Secondly, patients enrolled in the study were not characterized by higher cancer-related mortality. In cases of previously diagnosed cancer, relapse resulting in death was found in 9.5% of the subgroup. Both cases were associated with bladder cancer. European data for bladder cancer indicate that the average five-year survival rate is 68.8%, while in Polish patients after cystectomy, the five-year survival rate is only 32% [27,28]. Among 65 patients with cancer during/after VIT, 11 fatal cases were revealed (17% of the group). Data from the Polish Registry of Cancer demonstrated that in patients diagnosed with cancer between 1999 and 2010, five-year survival was 41.3% in men and 56.1% in women [29]. Thus, our results seem to suggest that VIT is not associated with any significant impairment of the immune response towards, or lower efficacy of, oncologic treatment.
Safety is a key feature of any therapy. In chronic allergic diseases, treatment is usually long-term and often modulates the function of the immune system, affecting anti-microbial or anti-parasitic responses and tumor growth surveillance. In recent years, biologic treatment has become a significant part of the therapy of severe asthma, chronic urticaria, chronic sinusitis and atopic dermatitis [30,31]. Currently used biologicals are antibodies against several molecules, mostly involved in T2-high inflammation (IL-5, IL-5R, IL-4R, IgE). Initially, their introduction raised concerns about possible delayed complications associated with immunomodulation. In recent years these concerns have not been confirmed. However, due to the novelty of these therapies, we still lack data on prolonged observations.

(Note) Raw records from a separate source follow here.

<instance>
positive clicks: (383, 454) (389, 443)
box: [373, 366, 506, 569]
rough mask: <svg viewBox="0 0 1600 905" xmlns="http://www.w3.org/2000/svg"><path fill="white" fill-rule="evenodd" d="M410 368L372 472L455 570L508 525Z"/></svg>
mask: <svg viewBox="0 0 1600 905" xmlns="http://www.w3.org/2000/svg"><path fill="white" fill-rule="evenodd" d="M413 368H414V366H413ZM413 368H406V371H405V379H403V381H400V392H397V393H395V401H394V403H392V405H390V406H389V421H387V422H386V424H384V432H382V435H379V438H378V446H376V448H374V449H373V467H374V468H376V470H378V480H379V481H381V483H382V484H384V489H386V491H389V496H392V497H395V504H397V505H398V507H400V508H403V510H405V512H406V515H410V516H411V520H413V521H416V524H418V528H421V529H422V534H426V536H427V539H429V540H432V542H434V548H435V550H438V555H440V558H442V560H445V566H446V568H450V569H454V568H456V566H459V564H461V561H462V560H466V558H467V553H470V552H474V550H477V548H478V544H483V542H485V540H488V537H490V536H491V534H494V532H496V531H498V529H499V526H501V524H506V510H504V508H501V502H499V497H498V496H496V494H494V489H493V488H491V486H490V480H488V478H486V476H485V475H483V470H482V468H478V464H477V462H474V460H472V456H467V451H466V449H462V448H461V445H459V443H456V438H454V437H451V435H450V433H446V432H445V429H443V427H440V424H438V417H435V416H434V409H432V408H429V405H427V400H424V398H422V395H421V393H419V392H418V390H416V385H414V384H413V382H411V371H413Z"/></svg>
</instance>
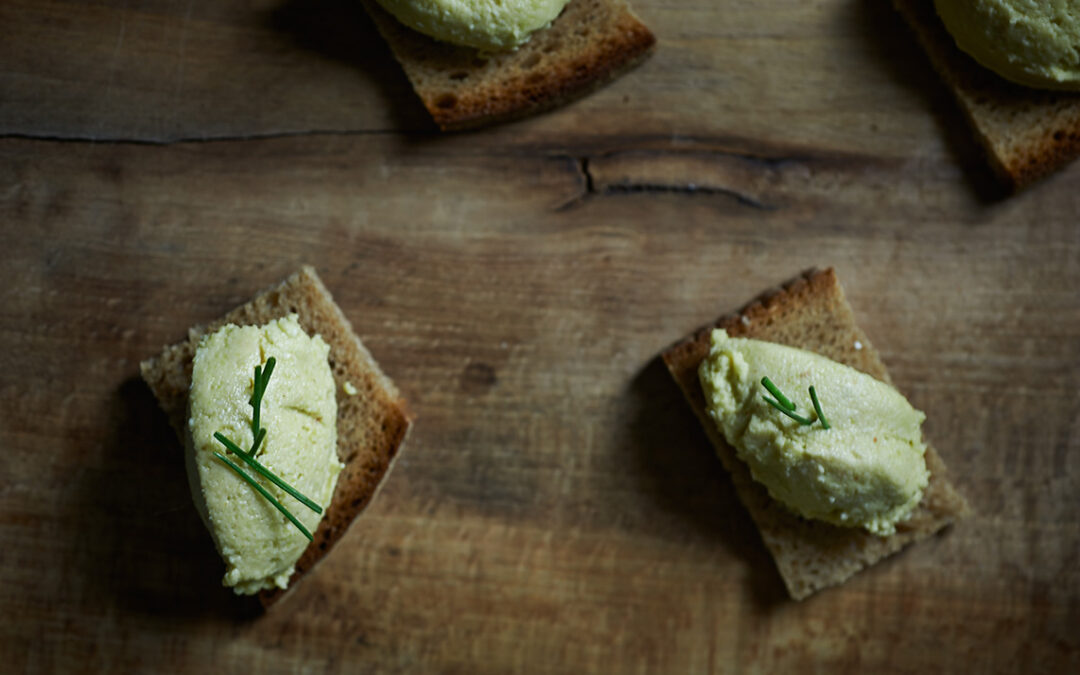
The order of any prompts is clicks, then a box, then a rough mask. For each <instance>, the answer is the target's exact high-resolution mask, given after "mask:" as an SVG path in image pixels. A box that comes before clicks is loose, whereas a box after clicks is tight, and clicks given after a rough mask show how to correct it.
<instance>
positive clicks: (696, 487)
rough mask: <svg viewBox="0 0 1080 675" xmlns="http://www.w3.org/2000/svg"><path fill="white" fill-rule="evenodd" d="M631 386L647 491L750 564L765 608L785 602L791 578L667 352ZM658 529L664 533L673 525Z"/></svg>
mask: <svg viewBox="0 0 1080 675" xmlns="http://www.w3.org/2000/svg"><path fill="white" fill-rule="evenodd" d="M630 393H631V396H632V399H633V401H634V403H635V405H634V410H635V413H634V415H633V417H632V420H631V422H630V431H631V440H630V442H629V445H630V449H631V451H632V453H634V454H635V457H634V458H633V460H634V461H635V463H636V465H637V467H638V468H639V470H640V477H642V483H643V492H645V494H647V495H649V496H650V497H651V498H652V499H653V500H654V501H656V503H657V507H658V508H660V509H662V510H664V511H666V512H669V513H672V514H674V515H675V516H676V517H678V518H679V519H680V522H684V523H685V524H686V527H687V528H688V529H690V530H692V532H693V535H696V536H701V537H702V538H703V539H705V540H707V541H716V542H717V543H718V544H721V545H724V546H725V548H726V549H727V550H728V551H729V552H730V553H731V554H733V555H734V556H735V557H738V558H740V559H741V561H742V562H743V563H744V564H745V565H746V567H747V568H748V569H747V572H746V576H747V578H748V579H750V581H751V586H752V588H751V590H752V593H753V598H754V602H755V603H756V604H757V607H758V609H760V610H769V609H770V608H772V607H774V606H777V605H779V604H781V603H783V602H785V600H786V599H787V593H786V591H785V590H784V582H783V580H782V579H781V578H780V572H778V571H777V567H775V565H774V564H773V562H772V558H771V556H770V555H769V553H768V551H767V550H766V549H765V544H764V543H762V541H761V537H760V535H758V531H757V528H756V527H755V525H754V523H753V522H752V521H751V518H750V515H748V514H747V513H746V510H745V508H743V505H742V502H740V501H739V497H738V496H737V495H735V491H734V487H733V486H732V485H731V481H730V478H729V477H728V474H727V472H726V471H725V470H724V467H723V464H720V460H719V459H718V458H717V457H716V454H715V453H714V451H713V446H712V444H711V443H710V442H708V438H707V437H706V436H705V433H704V431H703V430H702V429H701V424H700V422H699V421H698V418H697V417H696V416H694V415H693V413H692V411H691V410H690V408H689V406H688V405H687V403H686V400H685V399H684V397H683V392H680V391H679V389H678V387H677V386H676V384H675V382H674V380H672V377H671V374H670V373H669V372H667V367H666V366H665V365H664V363H663V361H662V360H661V359H660V357H659V356H656V357H653V359H652V360H651V361H650V362H649V363H648V364H647V365H646V366H645V368H643V369H642V372H640V373H638V374H637V376H636V377H635V378H634V380H633V382H632V384H631V392H630ZM657 522H658V523H659V522H662V521H660V519H658V521H657ZM672 531H678V528H673V530H672ZM656 534H657V535H659V536H661V537H663V536H664V535H669V534H670V532H669V531H660V532H656Z"/></svg>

On the other hand, allergen immunotherapy is well-known and has been widely used for decades. However, only after dynamic development of immunology was it possible to discover that tolerance induction and cancer surveillance share several mechanisms. Cancer is a multifactorial group of pathologies of diverse distribution depending on genetic background, lifestyle and exposure to carcinogenic factors. Thus, relations between VIT and cancer development may be varied and differ between populations of diverse ethnicity, social and economic backgrounds. Future studies should address this issue in multivariate analyses attempting to determine relations between VIT, lifestyle and cancer prevalence. Prolonged monitoring of study participants seems crucial, as cancer is usually the delayed consequence of interactions between genes and environment and, as a result, is most commonly diagnosed in the elderly.
5. Conclusions
Insect venom immunotherapy is not associated with higher incidence of malignancy. In patients with insect venom allergy who developed cancer, the mortality rate is lower compared to the general population with cancer.